Meet Audi’s new RS5, which has followed BMW’s M5 bravely into the land of the performance PHEV. Yes, it’s got a plug and a big battery, which, as we’ve seen, causes two things to happen. First: The car’s weight increases dramatically (over 1,000 pounds here). Second: The masses on these great internets commence their whining about how Audi has ruined a car that few of them have ever driven or ever even aspired to own.
Here’s what I can tell you: I had zero interest in the previous RS5, but I really, really want one of the new ones. Audi’s last attempt at an RS just felt tame. It looked like an S5 from a distance, wasn’t much better differentiated from up close, and simply wasn’t aggressive enough from behind the wheel.
Literally within seconds of getting behind the wheel of the new RS5, I was drifting it through a tight slalom and giggling like a little boy. Much of the new drama is thanks to a curious electrified rear differential setup, which pairs with the car’s mechanical Torsen center diff to do some wonderful things. Wrap it all in a car that finally has the fenders an RS deserves, and you have a desirable package.
The only real bummer? That we’re not getting the long-roof Avant version pictured above. Maybe if more of you salty keyboard warriors had bought RS6 Avants, we wouldn’t be left pining. I’d do my part, but, well, sadly, neither of these things is exactly compatible with my budget.

i3 on Ice
From Morocco’s dry desolation to Sweden’s icy expanses, we also make the mental trip from Ingolstadt to Munich to sample BMW’s next great sedan, the i3. While the i4 is pretty great in many respects, the i3 gives us a first taste of how good an electric 3 Series can be when it’s designed from the ground up to be battery powered.
I drove it on ice and snow, my two favorite surfaces, got it well and truly sideways, and loved every minute of it. That’s despite this not being a particularly performance-oriented variant. I drove what will be the i3 50 xDrive, with no high-performance drivetrain or suspension upgrades.
If all goes according to plan and the bottom doesn’t completely drop out of the EV market, we’ll see a variety of amped up variants to come, including ones with three and even four motors. I’m excited, and you should be too.
Oh, and make sure you pour one out for the humble i3 hatchback, which never got the love it deserved and is now, thanks to this badge reshuffle, has been properly relegated to history.
2027 BMW i3: Prototype Drive - BimmerLife

Intro to Ice Racing
It wasn’t all that long ago (May, to be exact) that I wrote an Ode to Ice Racing for Hagerty. My ice racing club hadn’t held an event in years, thanks to thin ice. Talk was that everything was going to be shut down… and then we got a wild cold snap and everything changed.
My club managed five events on three lakes this season, a fair number for even the glory days when I started racing two decades ago.
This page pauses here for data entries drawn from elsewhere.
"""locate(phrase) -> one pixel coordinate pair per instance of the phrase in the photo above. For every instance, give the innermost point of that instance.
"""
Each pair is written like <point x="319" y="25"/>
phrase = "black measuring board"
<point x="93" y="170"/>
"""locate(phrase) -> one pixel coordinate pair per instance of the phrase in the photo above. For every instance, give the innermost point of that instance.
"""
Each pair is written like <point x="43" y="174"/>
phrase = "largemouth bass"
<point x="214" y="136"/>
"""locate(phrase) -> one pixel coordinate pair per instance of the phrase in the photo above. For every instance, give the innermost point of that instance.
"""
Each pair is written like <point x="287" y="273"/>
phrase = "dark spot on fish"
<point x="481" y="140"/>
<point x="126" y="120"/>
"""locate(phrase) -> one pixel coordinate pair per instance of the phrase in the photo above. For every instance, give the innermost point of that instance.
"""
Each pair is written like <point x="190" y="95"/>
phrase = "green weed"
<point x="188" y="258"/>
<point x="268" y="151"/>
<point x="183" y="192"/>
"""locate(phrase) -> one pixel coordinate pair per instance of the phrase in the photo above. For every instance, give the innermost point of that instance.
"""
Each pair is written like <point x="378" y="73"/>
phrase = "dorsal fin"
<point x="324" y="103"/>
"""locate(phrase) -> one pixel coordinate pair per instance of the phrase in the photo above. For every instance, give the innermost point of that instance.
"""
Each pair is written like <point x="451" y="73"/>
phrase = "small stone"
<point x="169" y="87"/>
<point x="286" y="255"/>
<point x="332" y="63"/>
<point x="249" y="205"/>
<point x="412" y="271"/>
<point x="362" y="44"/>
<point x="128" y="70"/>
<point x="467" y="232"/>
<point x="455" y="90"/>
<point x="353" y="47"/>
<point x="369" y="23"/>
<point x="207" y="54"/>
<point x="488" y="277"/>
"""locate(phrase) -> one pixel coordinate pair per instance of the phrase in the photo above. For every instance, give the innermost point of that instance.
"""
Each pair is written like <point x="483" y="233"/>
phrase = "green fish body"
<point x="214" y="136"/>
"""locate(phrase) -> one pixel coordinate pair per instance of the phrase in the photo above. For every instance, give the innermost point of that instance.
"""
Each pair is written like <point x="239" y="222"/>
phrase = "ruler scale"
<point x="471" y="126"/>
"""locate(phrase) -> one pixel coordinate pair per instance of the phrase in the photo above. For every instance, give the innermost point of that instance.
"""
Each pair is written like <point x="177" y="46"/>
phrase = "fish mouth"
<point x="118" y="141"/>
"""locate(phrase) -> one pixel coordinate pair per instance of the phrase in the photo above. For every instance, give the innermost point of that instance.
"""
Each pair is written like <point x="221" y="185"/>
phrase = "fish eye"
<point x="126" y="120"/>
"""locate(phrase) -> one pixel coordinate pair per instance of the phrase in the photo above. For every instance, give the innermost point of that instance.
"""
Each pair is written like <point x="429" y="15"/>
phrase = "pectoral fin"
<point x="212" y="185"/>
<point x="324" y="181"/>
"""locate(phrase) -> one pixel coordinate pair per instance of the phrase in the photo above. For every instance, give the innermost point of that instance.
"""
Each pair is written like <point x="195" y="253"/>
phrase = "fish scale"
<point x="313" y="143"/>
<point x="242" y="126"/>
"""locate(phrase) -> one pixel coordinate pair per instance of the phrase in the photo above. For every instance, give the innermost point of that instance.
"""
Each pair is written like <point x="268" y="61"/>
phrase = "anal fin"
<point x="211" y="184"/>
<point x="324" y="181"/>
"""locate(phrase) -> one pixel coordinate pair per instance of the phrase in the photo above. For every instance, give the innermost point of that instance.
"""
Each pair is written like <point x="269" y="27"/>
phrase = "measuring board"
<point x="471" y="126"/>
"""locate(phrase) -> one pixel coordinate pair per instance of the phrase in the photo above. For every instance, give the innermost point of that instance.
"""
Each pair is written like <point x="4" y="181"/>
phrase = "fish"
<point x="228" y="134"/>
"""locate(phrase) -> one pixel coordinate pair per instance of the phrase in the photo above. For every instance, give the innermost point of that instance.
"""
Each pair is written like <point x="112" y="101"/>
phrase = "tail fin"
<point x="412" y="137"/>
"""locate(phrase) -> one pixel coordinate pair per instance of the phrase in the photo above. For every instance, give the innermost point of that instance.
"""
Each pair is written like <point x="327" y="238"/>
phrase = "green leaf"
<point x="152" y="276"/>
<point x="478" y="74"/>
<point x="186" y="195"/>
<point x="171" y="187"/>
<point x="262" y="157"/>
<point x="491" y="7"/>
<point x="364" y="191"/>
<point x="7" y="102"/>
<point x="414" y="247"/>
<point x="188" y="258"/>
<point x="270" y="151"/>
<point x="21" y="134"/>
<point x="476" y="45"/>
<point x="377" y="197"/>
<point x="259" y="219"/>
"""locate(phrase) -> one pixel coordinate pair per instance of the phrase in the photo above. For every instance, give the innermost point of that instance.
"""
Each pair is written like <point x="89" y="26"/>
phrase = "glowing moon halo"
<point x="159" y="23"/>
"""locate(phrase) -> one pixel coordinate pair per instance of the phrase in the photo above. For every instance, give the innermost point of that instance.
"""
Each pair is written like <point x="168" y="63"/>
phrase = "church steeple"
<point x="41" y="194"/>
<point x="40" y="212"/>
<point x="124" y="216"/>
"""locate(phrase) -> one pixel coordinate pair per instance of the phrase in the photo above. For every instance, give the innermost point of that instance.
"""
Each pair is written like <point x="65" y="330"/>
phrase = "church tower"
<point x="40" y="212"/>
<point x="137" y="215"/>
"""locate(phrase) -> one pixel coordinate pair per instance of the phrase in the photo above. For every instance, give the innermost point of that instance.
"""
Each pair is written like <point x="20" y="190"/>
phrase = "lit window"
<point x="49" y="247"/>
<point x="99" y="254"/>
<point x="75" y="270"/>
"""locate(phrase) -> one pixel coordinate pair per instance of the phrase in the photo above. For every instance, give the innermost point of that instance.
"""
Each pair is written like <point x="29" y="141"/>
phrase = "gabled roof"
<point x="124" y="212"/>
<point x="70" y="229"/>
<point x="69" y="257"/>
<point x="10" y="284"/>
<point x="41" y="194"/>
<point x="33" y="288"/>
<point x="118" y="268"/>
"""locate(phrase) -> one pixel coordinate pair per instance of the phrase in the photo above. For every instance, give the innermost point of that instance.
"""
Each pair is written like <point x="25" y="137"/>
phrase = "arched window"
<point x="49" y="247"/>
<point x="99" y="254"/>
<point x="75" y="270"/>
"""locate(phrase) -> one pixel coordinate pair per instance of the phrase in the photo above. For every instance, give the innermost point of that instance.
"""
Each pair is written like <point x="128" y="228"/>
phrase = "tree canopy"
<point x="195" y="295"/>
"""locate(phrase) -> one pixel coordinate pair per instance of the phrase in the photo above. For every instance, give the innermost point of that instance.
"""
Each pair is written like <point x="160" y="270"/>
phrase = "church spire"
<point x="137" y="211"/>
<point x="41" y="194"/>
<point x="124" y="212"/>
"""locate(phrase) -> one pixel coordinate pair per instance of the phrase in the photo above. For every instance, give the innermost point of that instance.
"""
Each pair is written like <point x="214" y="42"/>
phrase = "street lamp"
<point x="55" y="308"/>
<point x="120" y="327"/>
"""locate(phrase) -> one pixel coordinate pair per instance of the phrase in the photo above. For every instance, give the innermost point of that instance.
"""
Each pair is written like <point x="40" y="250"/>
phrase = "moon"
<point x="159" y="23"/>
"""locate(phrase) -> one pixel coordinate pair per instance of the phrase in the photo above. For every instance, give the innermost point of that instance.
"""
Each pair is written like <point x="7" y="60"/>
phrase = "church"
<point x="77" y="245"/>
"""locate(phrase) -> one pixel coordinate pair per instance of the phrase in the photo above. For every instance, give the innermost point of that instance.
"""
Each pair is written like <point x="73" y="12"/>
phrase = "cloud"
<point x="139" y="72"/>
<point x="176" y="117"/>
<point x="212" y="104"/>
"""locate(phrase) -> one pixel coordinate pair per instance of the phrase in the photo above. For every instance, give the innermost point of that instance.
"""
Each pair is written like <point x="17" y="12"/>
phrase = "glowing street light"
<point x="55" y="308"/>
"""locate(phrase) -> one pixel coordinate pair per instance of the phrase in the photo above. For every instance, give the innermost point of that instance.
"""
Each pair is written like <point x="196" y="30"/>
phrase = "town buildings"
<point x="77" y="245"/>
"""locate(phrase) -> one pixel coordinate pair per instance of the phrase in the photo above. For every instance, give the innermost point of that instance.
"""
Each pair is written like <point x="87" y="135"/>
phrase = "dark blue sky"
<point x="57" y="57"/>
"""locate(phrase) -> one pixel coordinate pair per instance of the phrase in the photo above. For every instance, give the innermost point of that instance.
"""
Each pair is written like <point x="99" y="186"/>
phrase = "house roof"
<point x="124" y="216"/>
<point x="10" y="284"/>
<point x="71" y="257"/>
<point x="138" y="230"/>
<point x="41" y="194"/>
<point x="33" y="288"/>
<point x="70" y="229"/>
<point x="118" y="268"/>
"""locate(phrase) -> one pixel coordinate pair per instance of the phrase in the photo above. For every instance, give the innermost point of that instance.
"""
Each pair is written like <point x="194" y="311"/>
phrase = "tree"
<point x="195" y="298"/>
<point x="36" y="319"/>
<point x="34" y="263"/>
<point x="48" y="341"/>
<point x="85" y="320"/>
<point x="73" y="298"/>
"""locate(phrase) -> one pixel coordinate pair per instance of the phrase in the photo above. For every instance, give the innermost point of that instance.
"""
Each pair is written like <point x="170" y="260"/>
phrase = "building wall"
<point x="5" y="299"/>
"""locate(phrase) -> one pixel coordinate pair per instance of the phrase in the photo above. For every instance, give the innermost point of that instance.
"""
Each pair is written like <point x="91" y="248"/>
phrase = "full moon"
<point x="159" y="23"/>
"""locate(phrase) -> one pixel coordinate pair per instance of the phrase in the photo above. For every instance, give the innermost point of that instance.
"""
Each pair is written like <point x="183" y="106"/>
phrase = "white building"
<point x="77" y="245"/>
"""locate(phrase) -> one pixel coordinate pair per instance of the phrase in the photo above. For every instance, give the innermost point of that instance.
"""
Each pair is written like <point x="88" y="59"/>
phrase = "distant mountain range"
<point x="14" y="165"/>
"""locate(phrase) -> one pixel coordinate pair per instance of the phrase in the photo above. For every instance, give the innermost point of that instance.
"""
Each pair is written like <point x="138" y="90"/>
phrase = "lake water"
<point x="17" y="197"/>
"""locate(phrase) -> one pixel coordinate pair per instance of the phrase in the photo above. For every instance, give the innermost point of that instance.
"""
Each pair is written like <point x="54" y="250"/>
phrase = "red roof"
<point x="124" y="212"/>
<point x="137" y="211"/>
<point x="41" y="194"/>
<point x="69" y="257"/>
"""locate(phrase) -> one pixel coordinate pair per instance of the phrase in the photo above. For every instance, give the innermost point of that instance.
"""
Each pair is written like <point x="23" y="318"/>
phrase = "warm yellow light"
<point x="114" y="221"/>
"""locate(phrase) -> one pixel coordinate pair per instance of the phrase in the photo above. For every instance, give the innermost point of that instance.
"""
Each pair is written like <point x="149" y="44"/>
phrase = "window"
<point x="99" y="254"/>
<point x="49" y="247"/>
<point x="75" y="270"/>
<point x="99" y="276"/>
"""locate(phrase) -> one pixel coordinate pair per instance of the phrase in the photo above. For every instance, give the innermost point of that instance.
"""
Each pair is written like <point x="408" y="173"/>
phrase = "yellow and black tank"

One of my editors at Ars Technica was kind enough to express interest in a how-to piece of sorts, and I was more than happy to oblige with this explainer on my favorite form of racing.

The CX-5’s Most-Needed Upgrade
No, it’s not all drifting priceless prototypes and overpowered hybrids. I drive regular cars too, people, cars like Mazda’s new CX-5. It’s bigger and better throughout, but the big update is in the dashboard. The company’s dated infotainment experience finally gets a big reboot, and it’s genuinely good, but I confess I will miss the rotary controller.
2026 Mazda CX-5 Review - Capital One
2026 Mazda CX-5 Review - JD Power

The World’s Largest Arcade -- Both of Them
Some stories are more fun than others to tell, but few are going to ever top this. Last year, I visited two amazing arcades, both of which proudly proclaim to be the World’s Largest. My mission: to find the truth. Is there a bitter rivalry here? Creative bookkeeping? Guinness recordkeepers paid off in shiny tokens?
Nah, it’s just a case of a couple of stellar places that are both well worth your business.
That’s all from me this week, this entry written from 39,208 feet above northern Quebec. I’m headed home for one whole solitary day but, by the time this newsletter flies, I’ll already be back in the air myself, this time headed west to drive a few more special things. I’ll have details on that soon, plus full impressions of the other things I was driving up in Sweden, which in many ways were even more special than those priceless prototypes from BMW.